Why stay with us on your Gulet Holiday?
What is special about staying at Villa Nurtan? It is the house that we built for ourselves, that we would be proud to live in and share with others. It is for those that want complete privacy and who will our enjoy our garden and the free produce that grows in it – including mulberries in May, herbs, tomatoes, salads, through the season, sweetcorn in late summer and grapes in the Autumn. Orhaniye Photos.
It is where to stay if you like a lot of space around you – both inside and out – whether you want to laze in a hammock, our wonderful pavilion, verandas or balconies. You can watch the natural world at your leisure – the bats and stars at night, birds swooping to drink at the pool, dragonflies over the water, the birds of prey overhead or just watch the garden grow. Surrounded by fields, woodland and the nearby hills it is a nature lover’s paradise. Why stay in Villa Nurtan?

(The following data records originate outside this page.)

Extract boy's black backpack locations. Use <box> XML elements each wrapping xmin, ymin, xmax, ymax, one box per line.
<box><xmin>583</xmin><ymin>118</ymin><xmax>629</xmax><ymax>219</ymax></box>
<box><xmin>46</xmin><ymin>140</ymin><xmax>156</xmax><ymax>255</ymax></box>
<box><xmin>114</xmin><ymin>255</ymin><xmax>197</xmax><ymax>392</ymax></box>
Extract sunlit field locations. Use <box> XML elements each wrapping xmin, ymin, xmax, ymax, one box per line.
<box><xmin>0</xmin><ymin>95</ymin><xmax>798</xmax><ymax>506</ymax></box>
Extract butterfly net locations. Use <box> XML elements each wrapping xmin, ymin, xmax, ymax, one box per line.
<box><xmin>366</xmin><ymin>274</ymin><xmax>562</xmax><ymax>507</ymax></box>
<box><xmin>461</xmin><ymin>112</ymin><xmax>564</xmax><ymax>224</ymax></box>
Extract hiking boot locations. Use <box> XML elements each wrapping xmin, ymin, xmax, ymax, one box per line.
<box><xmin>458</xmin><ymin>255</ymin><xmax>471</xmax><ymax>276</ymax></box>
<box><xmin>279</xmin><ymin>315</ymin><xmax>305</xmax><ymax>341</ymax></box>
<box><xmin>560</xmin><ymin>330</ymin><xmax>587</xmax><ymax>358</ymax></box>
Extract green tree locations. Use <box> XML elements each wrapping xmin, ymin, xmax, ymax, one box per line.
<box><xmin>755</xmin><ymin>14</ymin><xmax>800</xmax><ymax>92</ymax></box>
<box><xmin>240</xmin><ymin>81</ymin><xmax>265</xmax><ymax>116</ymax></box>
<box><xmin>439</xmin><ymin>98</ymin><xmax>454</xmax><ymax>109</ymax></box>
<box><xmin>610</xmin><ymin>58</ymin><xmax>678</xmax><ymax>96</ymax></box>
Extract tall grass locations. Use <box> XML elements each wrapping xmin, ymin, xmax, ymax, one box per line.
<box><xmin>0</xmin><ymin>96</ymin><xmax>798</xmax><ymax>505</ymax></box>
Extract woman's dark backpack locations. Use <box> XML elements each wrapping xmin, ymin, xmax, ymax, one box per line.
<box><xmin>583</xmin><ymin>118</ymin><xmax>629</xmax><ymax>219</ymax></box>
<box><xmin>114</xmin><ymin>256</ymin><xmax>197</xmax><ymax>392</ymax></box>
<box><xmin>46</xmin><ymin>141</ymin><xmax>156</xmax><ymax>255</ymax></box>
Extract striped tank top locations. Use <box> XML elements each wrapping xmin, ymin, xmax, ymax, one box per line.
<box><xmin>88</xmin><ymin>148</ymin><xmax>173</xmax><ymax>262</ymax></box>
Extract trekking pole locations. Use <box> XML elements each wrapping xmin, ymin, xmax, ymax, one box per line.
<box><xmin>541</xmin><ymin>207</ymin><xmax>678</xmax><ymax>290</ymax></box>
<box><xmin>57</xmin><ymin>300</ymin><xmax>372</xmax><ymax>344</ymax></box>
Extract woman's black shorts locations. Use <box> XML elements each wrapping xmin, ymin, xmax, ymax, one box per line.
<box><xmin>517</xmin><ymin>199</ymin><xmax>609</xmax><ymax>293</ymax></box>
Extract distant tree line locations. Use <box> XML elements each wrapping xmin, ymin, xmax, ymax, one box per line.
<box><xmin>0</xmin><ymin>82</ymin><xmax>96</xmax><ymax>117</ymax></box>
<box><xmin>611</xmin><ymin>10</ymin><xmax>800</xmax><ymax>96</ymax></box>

Villa Anni has a more intimate feel. Built into the wooded hillside there is shade and sun – both of which are the essence of a summer holiday in Turkey. The villa is private but it is built above one of the village lanes, so you will see passing below a little of village life as people and their animals pass by on their daily business. Floating in the pool you look up into woodland in one direction and across the valley to the hills in the other.
You can eat in the large downstairs veranda or on the top floor balcony – ideal for those moments when you want to stop and stare, sit around the table companiably with the tipple of your choice or read a book quietly whilst listening to the sounds of village life.

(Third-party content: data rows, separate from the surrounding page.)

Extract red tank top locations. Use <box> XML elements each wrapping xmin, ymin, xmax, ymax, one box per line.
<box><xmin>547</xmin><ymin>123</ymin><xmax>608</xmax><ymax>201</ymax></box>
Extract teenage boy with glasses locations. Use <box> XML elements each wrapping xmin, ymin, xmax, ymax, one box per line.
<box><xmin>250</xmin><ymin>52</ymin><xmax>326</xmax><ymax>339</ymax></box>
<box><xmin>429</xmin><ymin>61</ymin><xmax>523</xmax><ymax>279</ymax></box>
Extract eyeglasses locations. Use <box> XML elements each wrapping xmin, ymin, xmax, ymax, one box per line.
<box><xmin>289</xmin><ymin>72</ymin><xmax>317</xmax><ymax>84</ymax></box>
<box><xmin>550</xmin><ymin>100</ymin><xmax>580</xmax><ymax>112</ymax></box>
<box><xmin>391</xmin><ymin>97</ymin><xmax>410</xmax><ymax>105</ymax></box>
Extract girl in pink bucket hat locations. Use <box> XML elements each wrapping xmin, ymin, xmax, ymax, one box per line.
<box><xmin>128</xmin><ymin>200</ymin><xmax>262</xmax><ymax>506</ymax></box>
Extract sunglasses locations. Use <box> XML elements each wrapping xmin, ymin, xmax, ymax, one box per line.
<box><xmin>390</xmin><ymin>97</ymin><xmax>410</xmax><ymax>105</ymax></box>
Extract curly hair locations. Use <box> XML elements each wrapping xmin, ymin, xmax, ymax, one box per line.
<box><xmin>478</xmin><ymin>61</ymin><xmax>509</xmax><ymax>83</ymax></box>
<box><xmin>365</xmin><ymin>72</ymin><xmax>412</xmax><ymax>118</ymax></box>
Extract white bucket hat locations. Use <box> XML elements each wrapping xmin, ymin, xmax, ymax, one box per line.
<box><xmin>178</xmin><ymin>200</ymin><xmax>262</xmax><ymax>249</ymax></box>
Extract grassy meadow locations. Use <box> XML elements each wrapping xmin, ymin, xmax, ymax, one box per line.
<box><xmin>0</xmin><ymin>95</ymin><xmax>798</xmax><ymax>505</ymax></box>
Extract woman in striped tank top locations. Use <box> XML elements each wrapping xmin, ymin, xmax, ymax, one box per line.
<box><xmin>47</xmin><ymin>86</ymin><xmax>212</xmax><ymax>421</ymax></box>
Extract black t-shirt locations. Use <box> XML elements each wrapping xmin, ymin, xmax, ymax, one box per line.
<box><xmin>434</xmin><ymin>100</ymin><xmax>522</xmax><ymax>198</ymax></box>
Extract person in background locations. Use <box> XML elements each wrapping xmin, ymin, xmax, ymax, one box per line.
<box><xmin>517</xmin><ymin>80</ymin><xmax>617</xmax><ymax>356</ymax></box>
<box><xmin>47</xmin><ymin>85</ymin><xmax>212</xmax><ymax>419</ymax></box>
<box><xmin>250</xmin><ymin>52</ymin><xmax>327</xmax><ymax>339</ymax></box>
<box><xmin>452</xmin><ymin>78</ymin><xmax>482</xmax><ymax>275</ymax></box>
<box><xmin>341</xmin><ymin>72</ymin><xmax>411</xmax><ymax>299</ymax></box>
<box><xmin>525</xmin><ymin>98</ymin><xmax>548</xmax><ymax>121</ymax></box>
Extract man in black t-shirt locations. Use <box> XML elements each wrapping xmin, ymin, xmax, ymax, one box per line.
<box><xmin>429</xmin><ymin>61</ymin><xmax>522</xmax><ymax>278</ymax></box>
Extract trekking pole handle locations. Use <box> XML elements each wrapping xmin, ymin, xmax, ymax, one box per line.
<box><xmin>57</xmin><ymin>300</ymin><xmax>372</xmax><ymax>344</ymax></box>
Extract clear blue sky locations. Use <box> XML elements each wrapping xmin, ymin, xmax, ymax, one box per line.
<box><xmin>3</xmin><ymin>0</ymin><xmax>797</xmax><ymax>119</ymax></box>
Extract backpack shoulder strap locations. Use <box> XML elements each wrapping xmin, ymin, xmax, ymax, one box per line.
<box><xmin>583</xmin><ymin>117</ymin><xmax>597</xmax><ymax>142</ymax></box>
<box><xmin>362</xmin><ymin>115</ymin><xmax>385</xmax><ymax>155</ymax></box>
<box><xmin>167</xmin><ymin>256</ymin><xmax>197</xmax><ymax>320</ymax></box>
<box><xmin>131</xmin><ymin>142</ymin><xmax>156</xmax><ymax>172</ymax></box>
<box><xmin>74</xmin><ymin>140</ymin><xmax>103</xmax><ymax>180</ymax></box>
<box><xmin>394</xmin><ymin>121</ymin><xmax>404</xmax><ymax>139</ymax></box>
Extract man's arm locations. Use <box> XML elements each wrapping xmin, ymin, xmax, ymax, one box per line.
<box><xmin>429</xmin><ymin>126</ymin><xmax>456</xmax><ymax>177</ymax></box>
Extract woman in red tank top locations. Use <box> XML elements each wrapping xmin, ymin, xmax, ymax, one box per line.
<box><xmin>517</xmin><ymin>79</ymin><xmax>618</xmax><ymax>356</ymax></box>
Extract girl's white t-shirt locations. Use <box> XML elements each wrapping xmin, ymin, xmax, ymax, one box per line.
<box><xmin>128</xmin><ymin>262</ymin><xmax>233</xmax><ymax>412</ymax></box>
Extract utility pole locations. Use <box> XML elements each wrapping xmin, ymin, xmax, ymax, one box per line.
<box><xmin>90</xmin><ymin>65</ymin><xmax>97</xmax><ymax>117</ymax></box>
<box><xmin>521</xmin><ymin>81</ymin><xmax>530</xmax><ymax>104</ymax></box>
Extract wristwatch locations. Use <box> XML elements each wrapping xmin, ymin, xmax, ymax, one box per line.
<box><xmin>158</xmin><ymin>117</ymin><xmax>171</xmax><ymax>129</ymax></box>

Villa Lale nestles in the midst of orange groves. Close to the heart of the hamlet access is via a track away from any road.
Yet you will hear and see village life – the call to prayer from the nearby mosque, women (usually ) working in the nearby fields, chickens, cows and goats in the surrounding orchards. This is a place for those who want to experience rural village life, without sacrificing luxury.
What is it like to stay in a Turkish village? You will notice that everyone is friendly and will greet you with ‘Merhaba’ (Hello). The Kecibuku hamlet has a population of around 350, so you can be sure that everyone will know who you are or will work out where you are staying very quickly. As a stranger you are a guest in the community, so you may be given a gesture of welcome – perhaps an orange or a fig from a tree as you walk by.
There are the sounds of village life. If you are used to the rumble of cars and street life, you will instead get used to the call to prayer just before dawn and at intervals through the day from the village mosque. At night time you may hear cockerels, dogs, the snuffle of a wild boar, the occasional gun shot as the men hunt at night for them or the music of a wedding celebration. At other times there is utter quiet – except for the sounds of frogs in the spring whilst the streams are running and the cicadas in high summer.
During the day you are likely to see women working in the fields, or perhaps walking past carrying large bundles of firewood or animal feed on their backs. You may see goats trying to feed from our garden, chickens wandering through it, cows being walked up the hillside to fresher pastures, beehives lining the tracks into the hills. In late autumn the village is occupied with the olive harvest – either for curing at home or for taking over in bulk to Datca for pressing.